If I had a teacher who studies as much as Cara or I do, or is so committed and passionate about yoga, it would never cross my mind to not welcome them back home to teach. why would I not want such a knowledgeable teacher to return to my studio to teach? why would I not want her students to benefit from that knowledge?

Are yoga teachers just a dime a dozen? does a studio owner think one teacher is as good as another so if one leaves, another can't be too far behind? that one teacher of a certain skill set is easily replaceable by another?

If a yoga teacher is on "sabbatical" to further their path which makes them a better teacher, get a substitute teacher just like in a school system. there are so many yoga teacher training programs in the Chicagoland area I have no idea where all these newbie teachers are going to teach -- that's your sub market right there.
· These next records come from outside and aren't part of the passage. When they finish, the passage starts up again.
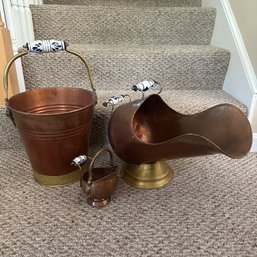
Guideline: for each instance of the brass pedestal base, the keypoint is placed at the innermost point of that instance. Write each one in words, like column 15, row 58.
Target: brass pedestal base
column 99, row 203
column 147, row 175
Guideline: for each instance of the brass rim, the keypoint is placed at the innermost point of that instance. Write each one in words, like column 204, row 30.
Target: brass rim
column 9, row 64
column 57, row 180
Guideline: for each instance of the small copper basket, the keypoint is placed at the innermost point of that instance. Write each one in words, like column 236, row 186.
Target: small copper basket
column 99, row 183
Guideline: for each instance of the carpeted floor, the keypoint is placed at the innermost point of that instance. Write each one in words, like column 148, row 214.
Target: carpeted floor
column 209, row 209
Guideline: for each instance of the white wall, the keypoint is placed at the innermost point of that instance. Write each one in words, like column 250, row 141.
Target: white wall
column 241, row 80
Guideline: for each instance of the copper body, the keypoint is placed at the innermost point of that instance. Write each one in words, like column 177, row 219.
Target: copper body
column 55, row 126
column 147, row 131
column 99, row 183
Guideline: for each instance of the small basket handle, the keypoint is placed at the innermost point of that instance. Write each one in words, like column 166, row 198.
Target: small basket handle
column 44, row 46
column 90, row 175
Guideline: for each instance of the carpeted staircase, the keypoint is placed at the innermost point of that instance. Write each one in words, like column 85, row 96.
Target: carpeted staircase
column 205, row 211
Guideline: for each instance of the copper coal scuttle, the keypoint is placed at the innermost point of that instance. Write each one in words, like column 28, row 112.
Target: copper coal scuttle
column 146, row 132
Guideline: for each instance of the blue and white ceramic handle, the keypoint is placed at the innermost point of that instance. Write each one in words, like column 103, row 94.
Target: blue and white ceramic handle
column 145, row 86
column 115, row 100
column 45, row 46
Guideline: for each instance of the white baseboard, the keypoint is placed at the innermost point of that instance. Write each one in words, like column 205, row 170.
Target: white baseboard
column 254, row 144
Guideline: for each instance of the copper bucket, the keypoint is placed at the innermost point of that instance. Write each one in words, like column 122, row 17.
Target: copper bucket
column 99, row 183
column 146, row 132
column 54, row 124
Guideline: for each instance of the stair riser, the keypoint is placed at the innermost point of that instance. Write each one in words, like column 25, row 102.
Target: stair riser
column 127, row 2
column 179, row 70
column 116, row 25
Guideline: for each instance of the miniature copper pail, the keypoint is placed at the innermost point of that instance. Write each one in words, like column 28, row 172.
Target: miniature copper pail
column 148, row 131
column 54, row 124
column 99, row 183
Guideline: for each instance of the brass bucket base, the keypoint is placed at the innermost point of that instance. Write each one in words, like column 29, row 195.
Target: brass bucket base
column 99, row 203
column 147, row 175
column 57, row 180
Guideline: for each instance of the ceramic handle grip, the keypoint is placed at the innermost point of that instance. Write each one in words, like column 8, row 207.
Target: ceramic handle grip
column 45, row 46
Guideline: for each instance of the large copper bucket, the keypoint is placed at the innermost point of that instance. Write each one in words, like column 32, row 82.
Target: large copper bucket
column 54, row 124
column 148, row 131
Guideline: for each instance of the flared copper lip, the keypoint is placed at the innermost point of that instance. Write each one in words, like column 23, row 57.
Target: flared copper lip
column 121, row 144
column 194, row 134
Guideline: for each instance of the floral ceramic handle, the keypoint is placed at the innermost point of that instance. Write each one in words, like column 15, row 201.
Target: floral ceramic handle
column 45, row 46
column 145, row 86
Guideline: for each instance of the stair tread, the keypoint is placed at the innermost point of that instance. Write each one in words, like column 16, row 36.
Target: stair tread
column 127, row 2
column 147, row 25
column 179, row 67
column 150, row 48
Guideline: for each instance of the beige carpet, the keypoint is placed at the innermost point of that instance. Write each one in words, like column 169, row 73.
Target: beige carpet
column 208, row 210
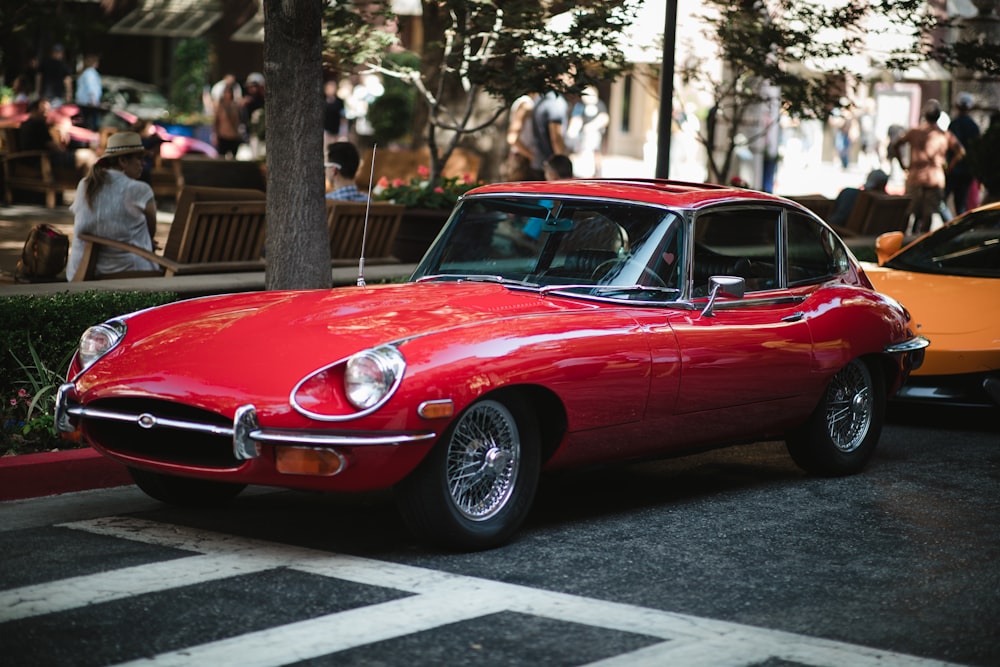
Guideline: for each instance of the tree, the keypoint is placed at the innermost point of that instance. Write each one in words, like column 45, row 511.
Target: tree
column 797, row 46
column 296, row 49
column 480, row 55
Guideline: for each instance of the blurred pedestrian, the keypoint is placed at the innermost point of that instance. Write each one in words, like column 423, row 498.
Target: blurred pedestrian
column 252, row 111
column 25, row 82
column 53, row 80
column 928, row 162
column 585, row 133
column 521, row 143
column 226, row 124
column 959, row 181
column 112, row 203
column 846, row 198
column 342, row 164
column 333, row 112
column 89, row 93
column 549, row 119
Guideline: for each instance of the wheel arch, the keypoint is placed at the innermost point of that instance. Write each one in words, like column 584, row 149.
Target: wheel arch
column 540, row 401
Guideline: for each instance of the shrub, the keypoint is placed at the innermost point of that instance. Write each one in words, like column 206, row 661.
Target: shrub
column 39, row 335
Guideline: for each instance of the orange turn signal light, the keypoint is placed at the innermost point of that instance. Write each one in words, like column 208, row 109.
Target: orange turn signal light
column 436, row 409
column 309, row 461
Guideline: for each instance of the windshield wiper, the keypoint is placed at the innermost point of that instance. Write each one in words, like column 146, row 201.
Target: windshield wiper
column 610, row 289
column 479, row 278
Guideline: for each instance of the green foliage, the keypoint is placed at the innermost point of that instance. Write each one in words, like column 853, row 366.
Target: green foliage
column 190, row 68
column 391, row 114
column 789, row 45
column 39, row 335
column 351, row 36
column 419, row 192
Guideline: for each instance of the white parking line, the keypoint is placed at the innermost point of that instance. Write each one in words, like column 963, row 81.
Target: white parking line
column 438, row 599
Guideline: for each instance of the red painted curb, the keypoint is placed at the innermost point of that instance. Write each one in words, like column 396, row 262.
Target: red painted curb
column 49, row 473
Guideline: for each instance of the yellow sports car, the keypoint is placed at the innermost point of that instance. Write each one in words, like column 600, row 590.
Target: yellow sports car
column 949, row 280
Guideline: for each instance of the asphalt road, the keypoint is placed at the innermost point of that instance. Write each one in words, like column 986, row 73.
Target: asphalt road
column 731, row 557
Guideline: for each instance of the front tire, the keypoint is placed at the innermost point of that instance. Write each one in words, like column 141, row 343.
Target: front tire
column 842, row 432
column 184, row 491
column 476, row 486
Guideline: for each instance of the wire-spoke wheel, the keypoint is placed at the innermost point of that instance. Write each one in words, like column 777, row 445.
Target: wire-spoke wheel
column 484, row 454
column 849, row 407
column 476, row 486
column 841, row 434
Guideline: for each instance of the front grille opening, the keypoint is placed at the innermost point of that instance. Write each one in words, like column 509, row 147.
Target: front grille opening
column 168, row 445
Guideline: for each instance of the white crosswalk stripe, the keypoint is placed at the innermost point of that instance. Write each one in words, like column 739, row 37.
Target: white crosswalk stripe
column 437, row 599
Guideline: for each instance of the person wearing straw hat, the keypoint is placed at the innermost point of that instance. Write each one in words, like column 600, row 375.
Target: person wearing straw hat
column 112, row 203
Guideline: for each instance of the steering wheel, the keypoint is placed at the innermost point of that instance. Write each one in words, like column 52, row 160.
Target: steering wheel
column 604, row 267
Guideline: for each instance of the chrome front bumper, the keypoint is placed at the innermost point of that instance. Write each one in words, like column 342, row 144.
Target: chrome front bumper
column 246, row 433
column 912, row 348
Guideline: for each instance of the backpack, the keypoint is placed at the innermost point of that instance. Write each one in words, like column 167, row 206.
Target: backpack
column 44, row 255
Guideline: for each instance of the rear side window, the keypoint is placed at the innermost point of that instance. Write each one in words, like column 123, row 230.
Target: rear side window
column 815, row 253
column 736, row 242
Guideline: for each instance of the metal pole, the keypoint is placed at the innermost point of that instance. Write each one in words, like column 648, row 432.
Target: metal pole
column 666, row 92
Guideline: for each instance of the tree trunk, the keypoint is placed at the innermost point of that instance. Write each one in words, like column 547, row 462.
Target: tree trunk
column 298, row 245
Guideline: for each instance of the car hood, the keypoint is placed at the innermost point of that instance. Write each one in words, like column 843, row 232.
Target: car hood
column 231, row 342
column 942, row 304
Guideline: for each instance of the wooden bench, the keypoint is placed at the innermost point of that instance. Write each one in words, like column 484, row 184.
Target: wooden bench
column 821, row 205
column 36, row 171
column 346, row 225
column 875, row 213
column 215, row 230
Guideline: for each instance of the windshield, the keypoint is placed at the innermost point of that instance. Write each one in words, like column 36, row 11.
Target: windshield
column 969, row 247
column 583, row 246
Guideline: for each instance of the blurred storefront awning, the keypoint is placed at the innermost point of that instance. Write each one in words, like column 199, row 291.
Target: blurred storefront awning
column 170, row 18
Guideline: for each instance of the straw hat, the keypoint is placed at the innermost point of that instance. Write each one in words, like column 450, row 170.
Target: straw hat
column 123, row 143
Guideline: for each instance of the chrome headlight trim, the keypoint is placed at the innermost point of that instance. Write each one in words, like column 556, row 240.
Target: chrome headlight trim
column 371, row 376
column 98, row 340
column 387, row 363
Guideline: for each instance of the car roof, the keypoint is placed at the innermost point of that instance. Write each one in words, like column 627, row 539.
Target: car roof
column 111, row 82
column 649, row 191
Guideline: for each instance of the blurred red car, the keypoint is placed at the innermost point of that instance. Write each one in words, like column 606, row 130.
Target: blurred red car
column 67, row 118
column 550, row 325
column 949, row 280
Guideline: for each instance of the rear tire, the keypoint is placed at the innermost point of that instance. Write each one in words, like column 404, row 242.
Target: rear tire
column 475, row 488
column 843, row 431
column 184, row 491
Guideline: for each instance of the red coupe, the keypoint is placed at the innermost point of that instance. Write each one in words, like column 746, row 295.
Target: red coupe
column 550, row 325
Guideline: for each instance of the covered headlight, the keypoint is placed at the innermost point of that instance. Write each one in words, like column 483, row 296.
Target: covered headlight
column 372, row 375
column 98, row 341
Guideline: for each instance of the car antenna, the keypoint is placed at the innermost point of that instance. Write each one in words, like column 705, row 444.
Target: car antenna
column 364, row 233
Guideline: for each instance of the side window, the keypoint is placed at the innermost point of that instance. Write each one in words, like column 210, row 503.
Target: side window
column 814, row 252
column 736, row 242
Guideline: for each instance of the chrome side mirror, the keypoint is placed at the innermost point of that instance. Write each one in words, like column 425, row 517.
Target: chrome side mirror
column 731, row 286
column 887, row 245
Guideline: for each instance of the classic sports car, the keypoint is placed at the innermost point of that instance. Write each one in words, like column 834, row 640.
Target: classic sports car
column 549, row 325
column 950, row 281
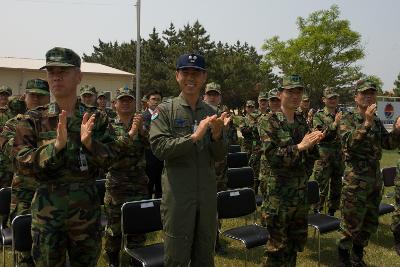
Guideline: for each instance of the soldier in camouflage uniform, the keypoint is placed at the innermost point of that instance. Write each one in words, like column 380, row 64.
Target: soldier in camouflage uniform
column 23, row 187
column 289, row 147
column 126, row 178
column 62, row 145
column 363, row 137
column 244, row 127
column 88, row 95
column 255, row 156
column 396, row 215
column 5, row 115
column 328, row 170
column 274, row 104
column 102, row 104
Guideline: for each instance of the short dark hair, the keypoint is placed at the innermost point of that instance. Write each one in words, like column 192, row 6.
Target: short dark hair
column 153, row 92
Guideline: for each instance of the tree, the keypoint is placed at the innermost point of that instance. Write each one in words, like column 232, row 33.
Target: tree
column 396, row 90
column 324, row 53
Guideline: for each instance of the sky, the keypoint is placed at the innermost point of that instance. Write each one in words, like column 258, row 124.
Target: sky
column 31, row 27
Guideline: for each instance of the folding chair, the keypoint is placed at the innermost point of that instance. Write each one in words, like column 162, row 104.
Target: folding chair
column 234, row 149
column 321, row 223
column 389, row 175
column 6, row 235
column 237, row 160
column 238, row 203
column 242, row 177
column 21, row 235
column 150, row 221
column 101, row 191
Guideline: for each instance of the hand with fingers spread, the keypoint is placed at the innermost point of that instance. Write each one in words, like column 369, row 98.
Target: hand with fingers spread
column 62, row 134
column 310, row 139
column 136, row 125
column 370, row 115
column 201, row 128
column 217, row 125
column 86, row 130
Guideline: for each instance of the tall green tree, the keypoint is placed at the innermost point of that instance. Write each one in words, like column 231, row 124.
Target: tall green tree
column 324, row 53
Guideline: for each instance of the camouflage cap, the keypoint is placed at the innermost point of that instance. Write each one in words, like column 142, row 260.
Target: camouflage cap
column 262, row 96
column 5, row 89
column 305, row 97
column 62, row 57
column 88, row 89
column 330, row 92
column 125, row 91
column 364, row 85
column 273, row 94
column 37, row 86
column 292, row 81
column 213, row 87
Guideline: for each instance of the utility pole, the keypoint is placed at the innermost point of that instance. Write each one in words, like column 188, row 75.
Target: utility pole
column 137, row 74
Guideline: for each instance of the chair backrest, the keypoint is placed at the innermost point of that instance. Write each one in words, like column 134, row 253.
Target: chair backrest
column 21, row 233
column 240, row 177
column 140, row 217
column 313, row 192
column 237, row 160
column 235, row 203
column 101, row 189
column 389, row 174
column 5, row 199
column 234, row 149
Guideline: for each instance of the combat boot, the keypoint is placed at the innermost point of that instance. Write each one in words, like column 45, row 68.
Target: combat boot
column 113, row 259
column 397, row 242
column 344, row 258
column 357, row 255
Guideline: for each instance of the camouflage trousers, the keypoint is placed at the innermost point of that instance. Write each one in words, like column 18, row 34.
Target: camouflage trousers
column 361, row 196
column 116, row 195
column 66, row 219
column 285, row 212
column 328, row 172
column 396, row 214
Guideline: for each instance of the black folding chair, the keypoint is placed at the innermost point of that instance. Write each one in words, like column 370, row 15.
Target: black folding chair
column 21, row 235
column 321, row 223
column 148, row 212
column 238, row 203
column 234, row 149
column 101, row 191
column 237, row 160
column 6, row 235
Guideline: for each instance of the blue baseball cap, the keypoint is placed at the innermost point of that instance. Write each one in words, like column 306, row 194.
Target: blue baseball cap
column 194, row 61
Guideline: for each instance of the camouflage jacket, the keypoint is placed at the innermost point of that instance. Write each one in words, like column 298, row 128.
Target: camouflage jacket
column 324, row 121
column 34, row 146
column 279, row 140
column 361, row 144
column 131, row 161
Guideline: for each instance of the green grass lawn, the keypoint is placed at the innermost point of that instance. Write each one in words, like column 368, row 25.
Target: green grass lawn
column 379, row 253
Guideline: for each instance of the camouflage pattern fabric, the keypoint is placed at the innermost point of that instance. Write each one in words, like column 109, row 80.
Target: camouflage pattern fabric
column 65, row 208
column 285, row 206
column 328, row 170
column 396, row 215
column 362, row 187
column 126, row 181
column 5, row 166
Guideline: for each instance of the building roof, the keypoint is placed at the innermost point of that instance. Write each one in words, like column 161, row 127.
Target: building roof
column 35, row 64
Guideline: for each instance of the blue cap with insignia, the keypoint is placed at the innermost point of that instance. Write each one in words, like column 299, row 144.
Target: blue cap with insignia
column 194, row 61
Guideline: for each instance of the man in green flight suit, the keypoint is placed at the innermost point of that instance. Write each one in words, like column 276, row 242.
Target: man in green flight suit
column 62, row 145
column 186, row 133
column 363, row 138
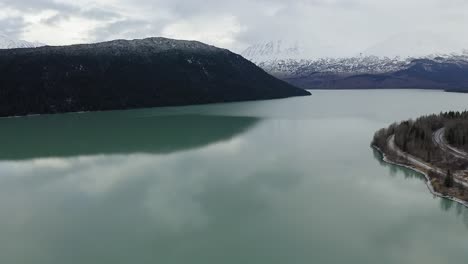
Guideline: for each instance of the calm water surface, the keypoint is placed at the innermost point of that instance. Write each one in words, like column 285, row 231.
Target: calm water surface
column 282, row 181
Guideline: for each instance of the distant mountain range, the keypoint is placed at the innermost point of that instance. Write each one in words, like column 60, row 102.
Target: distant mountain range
column 447, row 71
column 10, row 43
column 124, row 74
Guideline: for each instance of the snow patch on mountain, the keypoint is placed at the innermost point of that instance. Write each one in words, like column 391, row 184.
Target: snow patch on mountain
column 418, row 44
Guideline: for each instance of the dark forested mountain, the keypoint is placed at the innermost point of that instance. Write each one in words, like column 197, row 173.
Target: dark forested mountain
column 125, row 74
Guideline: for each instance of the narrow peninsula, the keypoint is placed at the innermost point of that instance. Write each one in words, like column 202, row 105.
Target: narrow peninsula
column 435, row 145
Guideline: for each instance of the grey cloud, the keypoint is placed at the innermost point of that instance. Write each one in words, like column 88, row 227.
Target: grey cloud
column 12, row 26
column 126, row 28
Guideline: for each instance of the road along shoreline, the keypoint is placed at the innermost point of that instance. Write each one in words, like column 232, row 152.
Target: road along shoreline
column 424, row 171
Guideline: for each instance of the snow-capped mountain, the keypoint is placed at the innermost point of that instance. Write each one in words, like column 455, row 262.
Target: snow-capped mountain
column 418, row 44
column 9, row 43
column 273, row 51
column 288, row 61
column 382, row 66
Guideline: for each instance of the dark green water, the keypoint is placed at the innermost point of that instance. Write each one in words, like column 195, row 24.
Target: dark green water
column 282, row 181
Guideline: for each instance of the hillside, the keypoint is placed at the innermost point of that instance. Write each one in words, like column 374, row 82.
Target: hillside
column 124, row 74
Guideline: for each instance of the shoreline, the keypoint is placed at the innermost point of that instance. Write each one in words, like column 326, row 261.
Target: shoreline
column 428, row 181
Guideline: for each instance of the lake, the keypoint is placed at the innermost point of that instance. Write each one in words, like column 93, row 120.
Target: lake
column 281, row 181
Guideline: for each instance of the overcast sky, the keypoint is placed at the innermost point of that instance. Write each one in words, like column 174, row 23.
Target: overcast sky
column 343, row 27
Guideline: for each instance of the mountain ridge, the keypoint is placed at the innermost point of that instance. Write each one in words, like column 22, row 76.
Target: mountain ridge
column 124, row 74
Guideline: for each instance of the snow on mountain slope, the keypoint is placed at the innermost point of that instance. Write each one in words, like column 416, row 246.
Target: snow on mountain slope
column 9, row 43
column 418, row 44
column 286, row 59
column 274, row 50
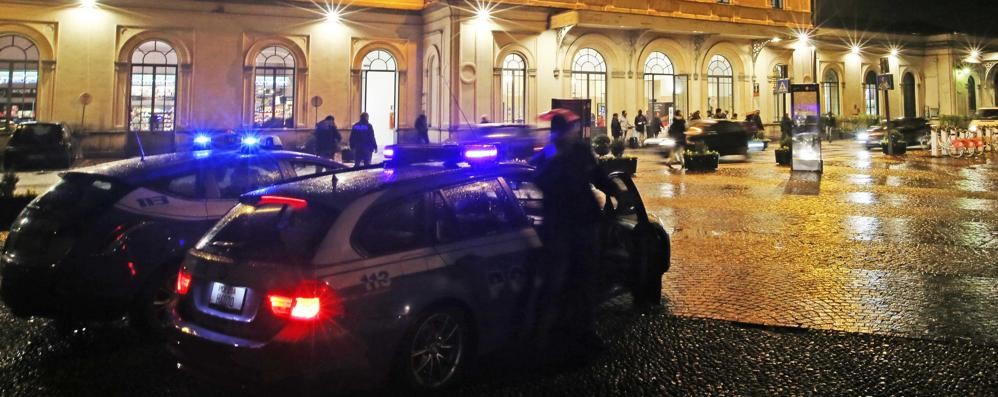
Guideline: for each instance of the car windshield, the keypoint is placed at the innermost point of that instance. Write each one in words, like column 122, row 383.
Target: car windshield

I have a friend who is a substitute school teacher and she works every day -- public school teachers take LOTS of time off and no one tells them they won't have a job if they take too much time off. yoga teachers should be given the same respect.

So for a studio owner or the operator of any other venue to tell a yoga teacher that they might not have a job when the get back...that attitude boggles my mind. talk about putting some bad energy out into the universe.

On the other hand, if a studio owner tells me that they don't want me to come back after I've studied not only to improve myself but also for THEIR business, that tells me that I need to move on, that this is not the place for me and my talents, and that I am destined for bigger and better things. all things happen for a reason.

"If your teacher does not have the correct foundation, how is he able to teach students?...You pratice yoga as a spiritual practice, not in order to become a teacher. Yoga should be like eating very day; it should be like, without yoga you cannot survive."

A "correct foundation." that's the training that we do to continue doing what we do. and without my training I could not survive as a yoga teacher. but that's me.

If any of you reading this are thinking of becoming a yoga teacher for the money, think again -- that shouldn't even be your motivation in the first place -- "many yoga teachers say they don't make enough money teaching yoga. 'Then do something else.' It is your karma to do. Don't expect anything from it."

We don't do this for the money, but I pay the same amount for gas and food as y'all do. and it would be nice to know that I will have a job to come back to.

We all pay a price for our dharma, isn't it?